As an example, take the case of a steering/locomotion pipeline. The idea of making a robust system that can handle any type of terrain and blend all kinds of different steering and decision making sounds great and that’s exactly what you’ll set out to do if you’re not trying to develop a system for a particular type of steering. Similarly, event systems are things that can easily lure you into providing for every use and edge case.
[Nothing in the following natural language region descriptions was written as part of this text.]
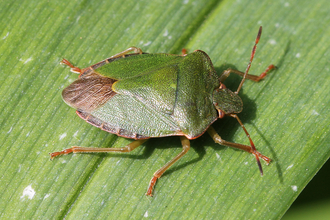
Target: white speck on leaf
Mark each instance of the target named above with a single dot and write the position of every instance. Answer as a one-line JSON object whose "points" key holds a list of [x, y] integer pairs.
{"points": [[5, 36], [26, 61], [272, 42], [289, 167], [75, 134], [315, 112], [28, 192], [147, 44]]}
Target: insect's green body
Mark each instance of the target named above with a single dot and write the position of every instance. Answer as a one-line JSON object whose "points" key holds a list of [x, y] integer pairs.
{"points": [[152, 95]]}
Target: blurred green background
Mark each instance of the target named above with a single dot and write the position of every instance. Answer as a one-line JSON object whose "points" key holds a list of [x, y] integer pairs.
{"points": [[287, 114]]}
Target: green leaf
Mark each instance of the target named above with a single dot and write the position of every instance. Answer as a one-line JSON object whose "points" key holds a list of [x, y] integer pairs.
{"points": [[287, 114]]}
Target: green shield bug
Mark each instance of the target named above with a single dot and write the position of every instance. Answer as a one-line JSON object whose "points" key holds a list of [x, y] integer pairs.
{"points": [[140, 96]]}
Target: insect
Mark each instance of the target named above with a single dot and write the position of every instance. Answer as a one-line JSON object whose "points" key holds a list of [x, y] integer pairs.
{"points": [[140, 96]]}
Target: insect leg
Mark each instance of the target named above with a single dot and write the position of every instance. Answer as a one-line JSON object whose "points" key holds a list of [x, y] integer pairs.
{"points": [[251, 149], [186, 146], [76, 149]]}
This is not to say that all of your code should be written in a way that can only be used in a specific case, far from it. Merely that instead of building in the substantial amount of infrastructure necessary to facilitate generic handling of lots of different cases/environments, your goal becomes building chunks of code that handle various tasks. Then, when you need them, you put them in the project you’re working on, tweaking as necessary. This might seem wrong, and certainly I’m sure that many people would disagree with me, but I think that this is the sweet spot if you’re developing a game. You start there, at that finely detailed and narrow scope, and move out as necessary… not the other way around.
As an exercise, think of any GUI system you have ever seen or worked with. There’s a reason that they’re often brutal to work with and perform poorly. They were made to address abstract ideas like “A button” in any way which you might make something function as a button. Sometimes, however, you just need a button and don’t want to make a style object to pass to the GUILibraryButtonFactoryHandler and then register that with the GUILibrarySceneMaster singleton… sometimes there isn’t a single point in your whole project where you need anything other than a simple button…
Workflow, also, can help you incrementally approach the correct scope for the problem you’re trying to solve. If you give yourself some building blocks to get in place, which helps for bootstrapping in general, you can test at those intervals. A lot of happy surprises come out of those moments. You realize that you don’t actually need a finer level of path finding, you realize that you don’t need to write an IK system, that you don’t need about half of the features of a full blown behavior tree setup, that the stock shader is fine, that you over thought the implementation and were just about to waste many precious hours.
-r
P.S. I had promised myself to include more pictures, diagrams, and code in these posts… you can see how well that’s going.